Pandora (For a Picture), Dante Gabriel Rossetti
What of the end, Pandora? Was it thine,
The deed that set these fiery pinions free?
Ah! wherefore did the Olympian consistory
In its own likeness make thee half divine?
Was it that Juno’s brow might stand a sign
For ever? and the mien of Pallas be
A deadly thing? and that all men might see
In Venus’ eyes the gaze of Proserpine?
What of the end? These beat their wings at will,
The ill-born things, the good things turned to ill,—
Powers of the impassioned hours prohibited.
Aye, clench the casket now!

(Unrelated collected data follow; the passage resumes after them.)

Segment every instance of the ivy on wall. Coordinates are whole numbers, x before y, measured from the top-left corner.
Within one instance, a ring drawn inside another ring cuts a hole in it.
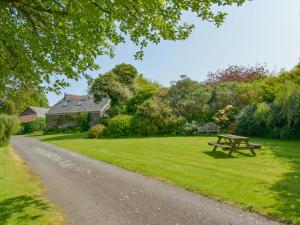
[[[89,121],[90,115],[85,112],[60,115],[55,118],[57,128],[79,129],[80,131],[87,131],[89,129]]]

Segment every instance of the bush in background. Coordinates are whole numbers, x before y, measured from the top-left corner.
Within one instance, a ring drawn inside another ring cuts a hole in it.
[[[108,116],[100,116],[98,122],[104,126],[108,126],[109,117]]]
[[[201,123],[197,123],[196,121],[186,122],[182,127],[182,134],[184,135],[197,135],[199,134],[199,130],[201,128]]]
[[[155,97],[144,102],[134,115],[133,129],[137,135],[179,134],[185,121],[173,112],[164,99]]]
[[[247,136],[261,136],[264,134],[264,127],[255,119],[255,106],[246,106],[236,118],[236,132]]]
[[[9,142],[10,136],[19,130],[19,126],[16,117],[0,114],[0,146]]]
[[[132,118],[129,115],[113,117],[108,123],[106,134],[110,137],[129,136],[132,131]]]
[[[37,118],[28,123],[21,123],[21,133],[28,134],[37,131],[43,131],[46,128],[46,120],[44,118]]]
[[[90,138],[99,138],[104,135],[105,130],[106,130],[106,126],[104,126],[102,124],[97,124],[90,128],[89,137]]]
[[[234,122],[236,114],[236,108],[234,108],[232,105],[226,105],[213,116],[213,120],[222,128],[227,128],[231,123]]]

Whither they go
Thou mayst not dare to think: nor canst thou know
If Hope still pent there be alive or dead.
Apparently T-Dub sees the same unique beauty in Jane’s face that Rossetti did.
“A figure cut out of a missal – out of one of Rossetti’s or Hunt’s pictures – to say this gives but a faint idea of her, because when such an image puts on flesh and blood, it is an apparition of fearful and wonderful intensity. It’s hard to say [whether] she’s a grand synthesis of all the pre-Raphaelite pictures ever made – or they a “keen analysis” of her – whether she’s an original or a copy. In either case she is a wonder. Imagine a tall lean woman in a long dress of some dead purple stuff, guiltless of hoops (or of anything else, I should say) with a mass of crisp black hair heaped into great wavy projections on each of her temples, a thin pale face, a pair of strange, sad, deep, dark Swinburnish eyes, with great thick black oblique brows, joined in the middle and tucking themselves under her hair, a mouth like “Oriana” in our illustrated Tennyson, a long neck, without any collar, and in lieu thereof some dozen strings of outlandish beads – in fine Complete. On the wall was a large nearly full-length portrait of her by Rossetti, so strange and unreal that if you hadn’t seen her, you’d pronounce it a distempered vision, but in fact an extremely good likeness.”